1.Slice the beef against the grain into 1/4 inch thick slices. Transfer to a small bowl. Add 1 tablespoon soy sauce, 1 tablespoon oil, 1/2 teaspoon baking soda, and 1 tablespoon cornstarch. Gently mix well until all the slices are coated with a thin layer of sauce. Marinate for 30 minutes while preparing the other ingredients.
2.Combine chicken broth, rice wine, 2 tablespoons soy sauce, dark soy sauce, brown sugar, and 1 tablespoon cornstarch in a medium-sized bowl. Mix well.
3.Add water into a large nonstick skillet over medium-high heat until the water begins to boil. Add the broccoli and cover. Steam until the broccoli just turns tender and the water evaporates, 1 minute or so. Transfer broccoli to a plate.
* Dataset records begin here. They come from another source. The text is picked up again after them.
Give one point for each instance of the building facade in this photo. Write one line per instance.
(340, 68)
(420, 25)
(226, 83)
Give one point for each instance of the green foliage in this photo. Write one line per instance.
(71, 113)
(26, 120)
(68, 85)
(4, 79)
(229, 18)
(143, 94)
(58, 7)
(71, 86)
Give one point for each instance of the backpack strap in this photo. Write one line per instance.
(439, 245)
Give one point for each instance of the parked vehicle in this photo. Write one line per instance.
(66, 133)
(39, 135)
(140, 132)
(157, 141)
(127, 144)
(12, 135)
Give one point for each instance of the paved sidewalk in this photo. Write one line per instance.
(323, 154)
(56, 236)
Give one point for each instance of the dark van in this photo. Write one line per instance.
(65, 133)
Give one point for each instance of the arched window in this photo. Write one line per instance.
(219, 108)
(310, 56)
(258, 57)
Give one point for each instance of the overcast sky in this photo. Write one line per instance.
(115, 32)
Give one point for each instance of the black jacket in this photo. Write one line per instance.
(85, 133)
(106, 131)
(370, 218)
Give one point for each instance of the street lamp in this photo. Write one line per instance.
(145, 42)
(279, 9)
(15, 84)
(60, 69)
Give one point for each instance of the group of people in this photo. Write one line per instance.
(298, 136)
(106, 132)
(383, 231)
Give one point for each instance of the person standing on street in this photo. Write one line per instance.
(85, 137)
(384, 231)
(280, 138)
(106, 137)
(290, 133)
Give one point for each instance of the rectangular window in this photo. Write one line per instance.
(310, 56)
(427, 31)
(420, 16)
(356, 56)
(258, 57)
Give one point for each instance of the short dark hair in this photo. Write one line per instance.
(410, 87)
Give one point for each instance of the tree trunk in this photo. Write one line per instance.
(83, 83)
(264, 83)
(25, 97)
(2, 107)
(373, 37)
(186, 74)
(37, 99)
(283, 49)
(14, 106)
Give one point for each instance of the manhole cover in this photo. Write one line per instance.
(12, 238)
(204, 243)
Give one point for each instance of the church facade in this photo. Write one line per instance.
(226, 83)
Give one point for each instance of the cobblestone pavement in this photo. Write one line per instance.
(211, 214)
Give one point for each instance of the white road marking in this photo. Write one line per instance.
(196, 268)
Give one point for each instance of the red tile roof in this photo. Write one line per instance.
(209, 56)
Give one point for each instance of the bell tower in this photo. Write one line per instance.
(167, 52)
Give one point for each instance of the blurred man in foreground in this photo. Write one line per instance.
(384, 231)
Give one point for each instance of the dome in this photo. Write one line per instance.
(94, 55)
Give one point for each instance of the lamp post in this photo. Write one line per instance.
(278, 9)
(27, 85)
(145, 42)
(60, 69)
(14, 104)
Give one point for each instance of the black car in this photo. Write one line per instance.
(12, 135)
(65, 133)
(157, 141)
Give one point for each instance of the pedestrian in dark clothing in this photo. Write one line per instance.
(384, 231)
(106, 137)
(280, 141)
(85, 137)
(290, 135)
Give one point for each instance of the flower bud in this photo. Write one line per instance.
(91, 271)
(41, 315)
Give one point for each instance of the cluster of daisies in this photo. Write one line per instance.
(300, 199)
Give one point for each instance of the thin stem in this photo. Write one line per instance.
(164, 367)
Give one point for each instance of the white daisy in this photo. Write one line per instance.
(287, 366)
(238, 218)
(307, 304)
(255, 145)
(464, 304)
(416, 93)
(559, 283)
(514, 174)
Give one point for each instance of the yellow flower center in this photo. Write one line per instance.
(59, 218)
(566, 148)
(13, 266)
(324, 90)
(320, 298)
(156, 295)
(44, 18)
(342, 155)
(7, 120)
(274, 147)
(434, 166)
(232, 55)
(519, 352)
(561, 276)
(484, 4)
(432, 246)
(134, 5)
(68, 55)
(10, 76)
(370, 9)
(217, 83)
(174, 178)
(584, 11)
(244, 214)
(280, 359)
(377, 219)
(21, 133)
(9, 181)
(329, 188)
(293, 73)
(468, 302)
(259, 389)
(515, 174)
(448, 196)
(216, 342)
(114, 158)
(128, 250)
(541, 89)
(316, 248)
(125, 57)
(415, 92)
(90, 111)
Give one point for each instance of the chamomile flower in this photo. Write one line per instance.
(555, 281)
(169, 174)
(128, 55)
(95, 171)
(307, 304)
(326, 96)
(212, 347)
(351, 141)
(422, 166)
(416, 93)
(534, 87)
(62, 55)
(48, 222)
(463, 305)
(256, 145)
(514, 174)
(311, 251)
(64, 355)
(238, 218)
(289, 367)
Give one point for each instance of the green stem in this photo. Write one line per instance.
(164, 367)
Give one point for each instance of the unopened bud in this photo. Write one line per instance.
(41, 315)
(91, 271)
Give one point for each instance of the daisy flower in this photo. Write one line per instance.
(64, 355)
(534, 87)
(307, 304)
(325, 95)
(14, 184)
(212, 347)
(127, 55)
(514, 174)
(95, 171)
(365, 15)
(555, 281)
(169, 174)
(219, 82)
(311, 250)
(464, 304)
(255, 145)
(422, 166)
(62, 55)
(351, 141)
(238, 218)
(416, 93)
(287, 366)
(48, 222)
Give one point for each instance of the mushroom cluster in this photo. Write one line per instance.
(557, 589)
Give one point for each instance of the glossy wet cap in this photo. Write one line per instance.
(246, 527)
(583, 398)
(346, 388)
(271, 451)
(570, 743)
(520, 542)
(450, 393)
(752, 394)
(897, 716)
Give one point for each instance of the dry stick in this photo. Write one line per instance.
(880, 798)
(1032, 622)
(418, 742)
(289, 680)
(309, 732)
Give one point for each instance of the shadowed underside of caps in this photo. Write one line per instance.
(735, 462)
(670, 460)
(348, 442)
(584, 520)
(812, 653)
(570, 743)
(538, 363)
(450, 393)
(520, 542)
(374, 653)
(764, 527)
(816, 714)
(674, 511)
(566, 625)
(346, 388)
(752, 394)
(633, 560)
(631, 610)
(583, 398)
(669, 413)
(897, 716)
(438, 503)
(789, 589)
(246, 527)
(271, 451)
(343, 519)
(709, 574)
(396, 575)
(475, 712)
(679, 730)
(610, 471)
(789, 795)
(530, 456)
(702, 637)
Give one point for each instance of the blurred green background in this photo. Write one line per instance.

4.Add 1 tablespoon oil and swirl to coat the bottom. Spread the steak in a single layer. Allow to cook without touching for 30 seconds, or until the bottom side is browned. Flip to cook the other side for a few seconds. Stir and cook until the surface is lightly charred and the inside is still pink.
5.Add the garlic and ginger. Stir a few times to release the flavor and fragrance. Return the broccoli to the pan. Stir the sauce again to dissolve the cornstarch completely and pour it into the skillet. Cook and stir until the sauce thickens, about 1 minute. Transfer everything to a plate immediately. Serve hot as a main dish.